No, there's no excuse for Just Being Difficult. I believe that you can make an intelligible paper, or write a book without resorting to unreadable language. Polysyllabic words does not equal smarts. In the same way that a canonical writer can be easy reading. I so hated it when I couldn't get past paragraph 1 of Joseph Conrad's The Secret Sharer, and we had to discuss that one in class. The horror, the horror talaga. It leaves a bad taste in the mouth, and it feels really bad when you can't get through a single page, paragraph, or worse, even finish the first sentence:
For most scholars, bad academic writing, like bad academic sex, doesn't call for explanation -- or argument.

It's poor chemistry between writer and reader (pontificator and pontificatee, in the academic version), like lack of sizzle between jaded full professor and enthusiastic asst. prof.
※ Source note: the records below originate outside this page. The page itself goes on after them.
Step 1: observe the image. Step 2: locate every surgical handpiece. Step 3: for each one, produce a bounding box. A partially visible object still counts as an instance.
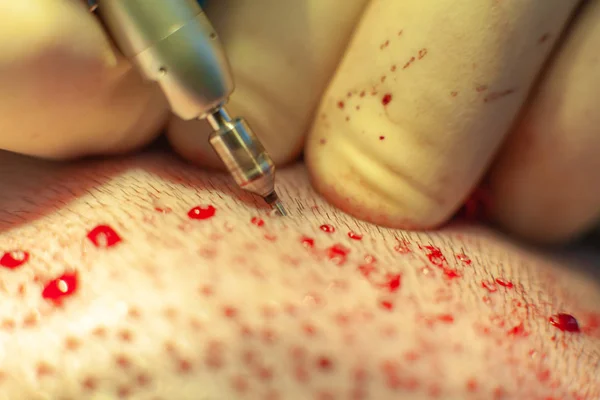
[90,0,286,215]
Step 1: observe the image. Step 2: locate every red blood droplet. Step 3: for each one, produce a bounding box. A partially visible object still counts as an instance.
[549,313,579,332]
[419,246,460,280]
[383,274,402,293]
[456,254,472,265]
[327,244,350,265]
[188,205,217,220]
[300,236,315,249]
[379,300,394,311]
[42,272,78,302]
[348,231,362,240]
[358,264,376,278]
[481,281,498,293]
[496,278,514,289]
[506,322,529,336]
[319,224,335,233]
[250,217,265,226]
[394,239,410,254]
[87,225,121,248]
[0,250,29,269]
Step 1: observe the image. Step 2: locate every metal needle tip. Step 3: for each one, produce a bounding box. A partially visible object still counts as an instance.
[265,192,287,217]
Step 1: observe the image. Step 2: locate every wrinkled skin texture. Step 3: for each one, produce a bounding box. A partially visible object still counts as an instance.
[0,0,600,242]
[0,152,600,400]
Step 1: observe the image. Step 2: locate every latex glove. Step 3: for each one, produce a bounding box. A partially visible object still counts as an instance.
[0,0,600,241]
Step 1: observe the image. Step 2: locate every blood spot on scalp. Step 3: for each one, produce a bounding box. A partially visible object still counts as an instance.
[188,205,217,220]
[87,225,122,248]
[381,93,392,106]
[419,246,461,280]
[456,254,472,266]
[481,281,498,293]
[250,217,265,226]
[0,250,29,269]
[42,272,78,302]
[394,239,411,254]
[382,274,402,293]
[319,224,335,233]
[327,243,350,266]
[348,231,362,240]
[300,236,315,249]
[506,322,529,337]
[379,300,394,311]
[548,313,579,332]
[496,278,514,289]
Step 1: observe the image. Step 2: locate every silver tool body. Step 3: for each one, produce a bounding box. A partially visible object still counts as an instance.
[93,0,285,215]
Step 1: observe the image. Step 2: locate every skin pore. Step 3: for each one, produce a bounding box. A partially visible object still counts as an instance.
[0,150,600,400]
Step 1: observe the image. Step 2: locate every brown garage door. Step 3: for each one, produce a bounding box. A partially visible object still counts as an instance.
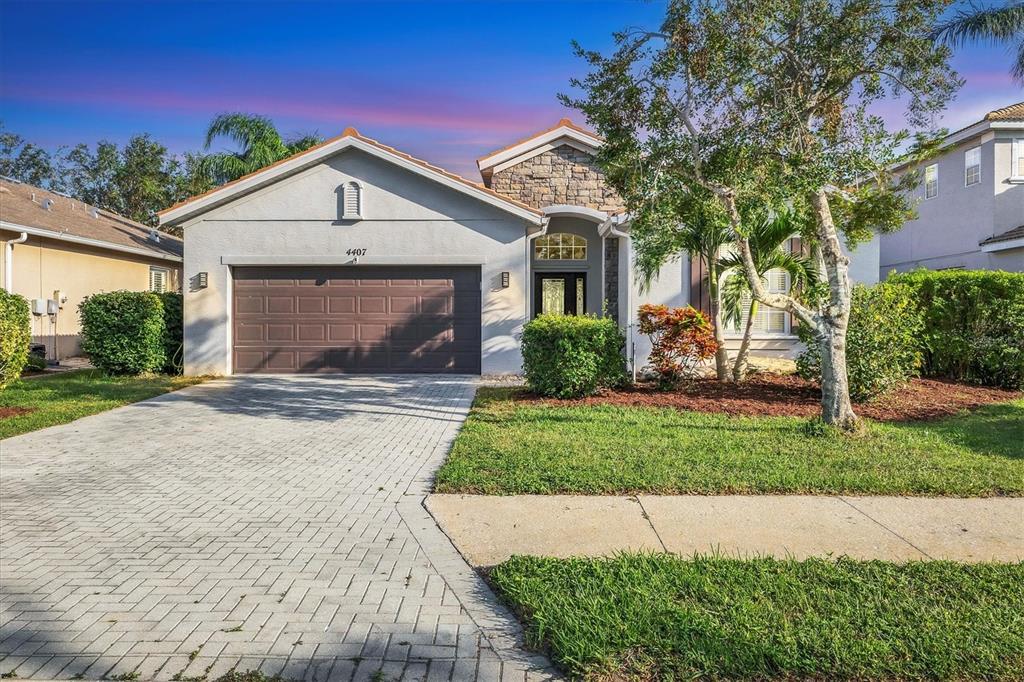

It's failure of Interrogator A to make the noises and gestures that work for Hegemonized Reader B. It may be Defamiliarizer A's clumsy attempt to shake up the ideological/emotional/instrumental reflexes of Overly Essentialized Reader B. It may be sheer incompetence at nouns, verbs, and adjectives.

In days of olde, lousy writers and lovers struggled to improve, or at least tried not to draw attention to themselves. But who can still remember a time when imperialist categories like "good" and "bad" didn't trigger counterinsurgency from subaltern stylists?